Nem ligava, pois achava o máximo participar do mundo encantado das mulheres, e
acabava rindo com meus irmãos menores. Também não queria casar, só queria ficar
com o cabelo bonito.
Dizem que, dependendo
do lugar, o cabelo muda. Não viajei o suficiente para saber, mas será possível
meu cabelo ficar ainda mais arrepiado e complicado do que já fica? Acho
difícil. Dessa perspectiva, só pode melhorar.
E como
seria em Moçambique? Seria um pouco melhor ou um pouco pior; mesmo isso
parecendo improvável. Teria saudades de tudo, ou saudades de muito pouco.
O que posso
dizer para você que já não deseja vir ao Brasil, pelas notícias que vê? Bem
diferente do noticiário, não posso dizer que está bom. Tudo ainda se parece com
a música do Chico Buarque que ouvia naquele tempo, e que ficou tocando na minha
cabeça depois que li suas mensagens falando de irmos a Moçambique, e de você
não querer vir mais ao país.

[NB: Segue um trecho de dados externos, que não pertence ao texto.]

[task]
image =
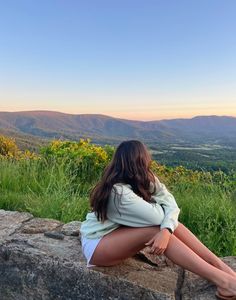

Tudo mudou e nada mudou, o cenário é o mesmo da
letra: aqui na terra tão jogando futebol, tem muito samba, choro, rock'n'roll,
a coisa aqui tá preta, muita mutreta para levar a situação, que a gente vai
levando de teimoso e de pirraça, é pirueta pra cavar o ganha-pão, que a gente cava
só de birra, só de sarro, que a gente engole cada sapo no caminho, e ninguém
segura esse rojão.
Ajeito o
cabelo, ninho de serpentes, e ele diz que não adianta, é meu olhar que o
petrifica.
Depois a
gente dorme abraçado. Ele com a mão no meu cabelo. Dá uma paz. Sempre lembro o que
o dermatologista disse: são células mortas, não se preocupe com seu cabelo. Mas
é que essas células mortas parecem tão vivas, expliquei a ele. Depois percebi:
apesar de mortas, são minhas células, partes da minha essência. E minha morte também
será minha, uma parte importante da minha vida.
Agarrada ao
cabelo morto-vivo, brancos vão surgindo e, se puxar, nascem dois fios novos
para cada um que se arranca.
Outro dia
tive um pesadelo que estava ficando careca. Acordei super assustada. Olhei no
espelho. Tenho muito menos cabelos do que antes. Menos sonhos também. Menos
tempo para sonhar. Já não há mais banhos de sol demorados, nem trajetos longos de
ônibus que me permitam sonhar. Meu tempo bem aproveitado está sem sonhos, só
agora percebo. E o sonho de Moçambique já está ficando amarelado, como o papel
branco há tempos guardado na gaveta. Meus cabelos branqueando, os problemas
crescendo. Resta-nos uma esperança crítica. Ela é como uma lua bem fininha, no
céu de nossos países. Resta-me esse cabelo atrapalhado, esses sonhos que sonhei
quando tinha tempo de sonhar. E isso é muito, sei que é.
Acho que, em
meus sonhos, já sonhei com você aqui, amiga, mas sem que isso fosse um castigo
para ti. É difícil imaginar o que poderia acontecer de bom para que você
sentisse ânimo de pisar em nossa terra, tal é o cenário político apresentado. Ao
pensar em mim, meus filhos e meus amigos aqui no Brasil, penso na tal esperança
crítica, mas não como uma alternativa. Lembro da música e, apesar dos meus
cabelos brancos, não faz tanto tempo que há sementes germinando, que há crianças e
jovens com tempo de sonhar. Nós ainda nem fomos para Moçambique, nessa missão
de paz que sonhamos.
Você já viu
que não posso te aconselhar com seu cabelo. Já fico com vontade de rir,
imaginando a moça me oferecendo a tal da escova de chocolate. Imagino eu bem
velhinha, ela também velhinha, continuando a oferecer o tratamento e eu
negando. Cabelos que não sabem de sonhos, nem de olhares, nem de tristezas.
Cabelos como raízes lunares, como anteninhas, como países. Cabelos políticos,
cabelos politizados. Cabelos como mensagem.